The sage dynamic control system using MMRRSPNN control and RGWO with two adjusted factors has been favorably used for electromagnetic torque control of the SIM expelled CVT clumped system with good robustness. The proposed control method, which can execute intendant control system, MRRSPNN control and the repay control, was proposed to decrease and sleek the control intensity when the system’s states are within the specified bound range.
The primary contributions of this study are below as: (a) the simplified dynamic models of the CVT expelled by the SIM with nonlinear uncertainties were smoothly originated, (b) the MMRRSPNN control system was well employed for the SIM expelled CVT clumped system under intact nonlinear outward disturbances to improve robustness, (c) the fitted learning rule in the MRRSPNN control and the evaluated rule in the repay control were successfully established by used of the Lyapunov stability theorem, (d) the RGWO with two adjusted factors was well used for changing two varied learning rates of connective and recurrent weights in the MRRSPNN to achieve good convergence, and (e) the sage dynamic control system using MMRRSPNN control and RGWO with two adjusted factors as the controller XT3 is superior to the celebrated PI controller as the controller XT1 and the MRRHPNN control system with mend ACO [1] as the controller XT2 in torque ripple reduction and control performances.

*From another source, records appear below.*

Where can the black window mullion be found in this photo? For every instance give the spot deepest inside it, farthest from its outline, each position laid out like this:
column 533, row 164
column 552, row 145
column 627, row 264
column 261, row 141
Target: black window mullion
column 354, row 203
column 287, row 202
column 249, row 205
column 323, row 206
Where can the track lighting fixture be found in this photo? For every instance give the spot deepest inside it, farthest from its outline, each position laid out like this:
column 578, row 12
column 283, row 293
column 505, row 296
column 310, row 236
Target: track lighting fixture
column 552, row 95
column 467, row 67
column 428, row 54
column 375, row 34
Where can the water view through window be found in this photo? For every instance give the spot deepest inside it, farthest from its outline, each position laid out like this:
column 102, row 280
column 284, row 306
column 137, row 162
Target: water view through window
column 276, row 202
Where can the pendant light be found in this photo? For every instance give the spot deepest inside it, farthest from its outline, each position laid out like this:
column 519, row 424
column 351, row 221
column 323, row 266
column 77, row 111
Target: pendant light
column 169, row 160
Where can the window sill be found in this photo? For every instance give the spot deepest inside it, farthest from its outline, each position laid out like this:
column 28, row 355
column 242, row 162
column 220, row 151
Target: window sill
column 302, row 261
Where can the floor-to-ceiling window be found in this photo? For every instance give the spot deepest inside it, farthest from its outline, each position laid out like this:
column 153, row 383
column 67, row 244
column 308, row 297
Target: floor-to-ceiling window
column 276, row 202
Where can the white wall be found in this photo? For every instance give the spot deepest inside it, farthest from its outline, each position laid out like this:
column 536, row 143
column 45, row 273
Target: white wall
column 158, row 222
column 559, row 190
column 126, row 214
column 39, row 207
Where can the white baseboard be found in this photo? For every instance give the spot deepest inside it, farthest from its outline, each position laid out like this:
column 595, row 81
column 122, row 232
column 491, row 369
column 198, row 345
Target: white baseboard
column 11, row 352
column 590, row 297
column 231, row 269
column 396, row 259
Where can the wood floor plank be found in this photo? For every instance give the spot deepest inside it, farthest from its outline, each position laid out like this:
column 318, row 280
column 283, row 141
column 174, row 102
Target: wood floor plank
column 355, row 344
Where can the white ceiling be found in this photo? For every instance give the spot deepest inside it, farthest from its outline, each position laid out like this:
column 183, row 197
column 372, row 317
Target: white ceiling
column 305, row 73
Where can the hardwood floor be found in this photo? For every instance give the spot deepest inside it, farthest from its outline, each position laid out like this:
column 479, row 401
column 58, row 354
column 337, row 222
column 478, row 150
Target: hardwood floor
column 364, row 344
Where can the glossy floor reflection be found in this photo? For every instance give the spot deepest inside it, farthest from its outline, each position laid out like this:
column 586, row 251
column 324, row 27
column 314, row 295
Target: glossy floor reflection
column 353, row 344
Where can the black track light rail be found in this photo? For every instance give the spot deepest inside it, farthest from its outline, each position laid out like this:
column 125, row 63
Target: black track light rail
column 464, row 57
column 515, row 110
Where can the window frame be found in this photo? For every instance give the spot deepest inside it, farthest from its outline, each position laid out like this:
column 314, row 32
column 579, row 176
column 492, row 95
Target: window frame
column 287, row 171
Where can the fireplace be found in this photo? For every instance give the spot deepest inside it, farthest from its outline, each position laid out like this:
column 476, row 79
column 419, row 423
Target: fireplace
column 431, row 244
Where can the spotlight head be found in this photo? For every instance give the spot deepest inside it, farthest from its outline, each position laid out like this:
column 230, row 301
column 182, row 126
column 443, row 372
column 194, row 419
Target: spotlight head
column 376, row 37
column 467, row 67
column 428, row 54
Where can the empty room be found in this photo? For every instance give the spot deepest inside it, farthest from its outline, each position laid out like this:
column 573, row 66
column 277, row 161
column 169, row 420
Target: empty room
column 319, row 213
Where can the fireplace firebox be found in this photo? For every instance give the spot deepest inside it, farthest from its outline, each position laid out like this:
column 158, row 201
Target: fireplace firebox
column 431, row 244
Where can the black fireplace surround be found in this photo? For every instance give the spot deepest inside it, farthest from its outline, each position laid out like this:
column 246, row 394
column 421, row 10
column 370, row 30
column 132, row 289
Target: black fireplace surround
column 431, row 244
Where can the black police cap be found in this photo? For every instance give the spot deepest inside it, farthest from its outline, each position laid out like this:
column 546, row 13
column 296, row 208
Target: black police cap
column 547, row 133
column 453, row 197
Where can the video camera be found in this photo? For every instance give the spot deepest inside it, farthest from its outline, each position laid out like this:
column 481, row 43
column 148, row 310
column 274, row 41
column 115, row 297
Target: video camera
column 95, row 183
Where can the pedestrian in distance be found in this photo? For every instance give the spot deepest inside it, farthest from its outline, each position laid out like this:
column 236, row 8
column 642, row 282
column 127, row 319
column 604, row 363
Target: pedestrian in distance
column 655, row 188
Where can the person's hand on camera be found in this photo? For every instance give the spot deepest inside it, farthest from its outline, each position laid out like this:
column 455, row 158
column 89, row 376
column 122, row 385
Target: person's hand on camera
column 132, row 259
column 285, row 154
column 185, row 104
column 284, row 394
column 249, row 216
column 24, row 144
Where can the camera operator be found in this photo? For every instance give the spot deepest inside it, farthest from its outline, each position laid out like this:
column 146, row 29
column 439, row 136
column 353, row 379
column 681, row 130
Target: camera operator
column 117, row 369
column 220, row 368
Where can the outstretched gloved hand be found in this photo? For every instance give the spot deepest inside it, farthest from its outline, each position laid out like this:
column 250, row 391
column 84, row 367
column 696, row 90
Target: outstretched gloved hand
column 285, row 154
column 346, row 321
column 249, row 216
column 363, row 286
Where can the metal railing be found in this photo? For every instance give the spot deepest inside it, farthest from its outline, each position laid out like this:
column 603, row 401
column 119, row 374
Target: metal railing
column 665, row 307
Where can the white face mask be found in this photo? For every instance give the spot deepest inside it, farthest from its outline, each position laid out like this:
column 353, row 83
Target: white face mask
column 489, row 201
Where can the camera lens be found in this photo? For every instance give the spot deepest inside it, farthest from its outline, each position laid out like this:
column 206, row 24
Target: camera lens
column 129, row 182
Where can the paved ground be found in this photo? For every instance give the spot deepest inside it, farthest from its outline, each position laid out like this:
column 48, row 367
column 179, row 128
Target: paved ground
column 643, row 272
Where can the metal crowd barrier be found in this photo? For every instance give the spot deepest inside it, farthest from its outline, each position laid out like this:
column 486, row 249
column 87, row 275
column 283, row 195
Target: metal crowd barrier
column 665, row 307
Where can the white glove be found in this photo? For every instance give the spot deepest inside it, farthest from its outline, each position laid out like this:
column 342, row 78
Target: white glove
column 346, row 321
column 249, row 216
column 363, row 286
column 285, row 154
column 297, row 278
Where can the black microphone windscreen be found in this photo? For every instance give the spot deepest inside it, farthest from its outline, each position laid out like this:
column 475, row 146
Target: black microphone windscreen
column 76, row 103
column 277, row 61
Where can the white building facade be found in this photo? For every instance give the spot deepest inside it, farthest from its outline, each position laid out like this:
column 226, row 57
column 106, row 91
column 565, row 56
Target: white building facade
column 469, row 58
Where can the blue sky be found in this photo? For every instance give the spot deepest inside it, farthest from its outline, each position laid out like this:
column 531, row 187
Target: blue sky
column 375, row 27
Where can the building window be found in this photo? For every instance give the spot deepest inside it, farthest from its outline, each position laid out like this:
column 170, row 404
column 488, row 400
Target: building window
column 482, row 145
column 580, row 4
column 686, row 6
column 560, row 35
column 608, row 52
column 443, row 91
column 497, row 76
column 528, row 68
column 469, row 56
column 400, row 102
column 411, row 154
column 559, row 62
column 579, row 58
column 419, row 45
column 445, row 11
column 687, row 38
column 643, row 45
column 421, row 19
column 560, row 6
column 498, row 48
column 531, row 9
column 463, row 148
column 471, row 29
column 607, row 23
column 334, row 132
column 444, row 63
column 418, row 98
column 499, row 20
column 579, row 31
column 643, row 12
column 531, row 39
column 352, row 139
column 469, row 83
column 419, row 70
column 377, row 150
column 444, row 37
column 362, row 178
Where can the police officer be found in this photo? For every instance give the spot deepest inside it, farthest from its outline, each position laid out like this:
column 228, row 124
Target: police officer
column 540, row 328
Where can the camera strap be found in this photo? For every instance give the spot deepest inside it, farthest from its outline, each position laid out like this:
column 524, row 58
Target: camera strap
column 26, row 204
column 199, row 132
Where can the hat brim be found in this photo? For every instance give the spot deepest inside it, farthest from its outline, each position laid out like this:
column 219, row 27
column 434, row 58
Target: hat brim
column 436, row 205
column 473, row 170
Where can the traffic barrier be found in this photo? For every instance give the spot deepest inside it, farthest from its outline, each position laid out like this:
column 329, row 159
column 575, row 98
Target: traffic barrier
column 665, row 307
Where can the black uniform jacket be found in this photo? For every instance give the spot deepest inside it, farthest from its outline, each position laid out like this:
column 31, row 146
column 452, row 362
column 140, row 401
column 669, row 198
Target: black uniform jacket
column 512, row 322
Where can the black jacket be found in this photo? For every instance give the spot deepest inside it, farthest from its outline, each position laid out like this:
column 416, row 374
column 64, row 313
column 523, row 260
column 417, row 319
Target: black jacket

Finally, the controller XT3 is superior to the controller XT1 and the controller XT2 from three tested results and control performances for the SIM expelled CVT clumped system in the speed tracking error, the dynamic response, the load regulation ability, the rejection ability for parameter disturbance, the convergent speed and the torque ripple (V-belt shaking friction action) from Tables 1 and 2. Besides, transient response of the controller XT3 demonstrates better convergence and fine load regulation than the controller XT1 and the controller XT2. Furthermore, the RGWO with two adjusted factors has better performances in terms of solution quality, robustness and convergence to global optimum than MGWO and GWA with borda count from Table 4 and Fig. 20.
Footnotes
Conflicts of interest
The authors declare no conflict of interest.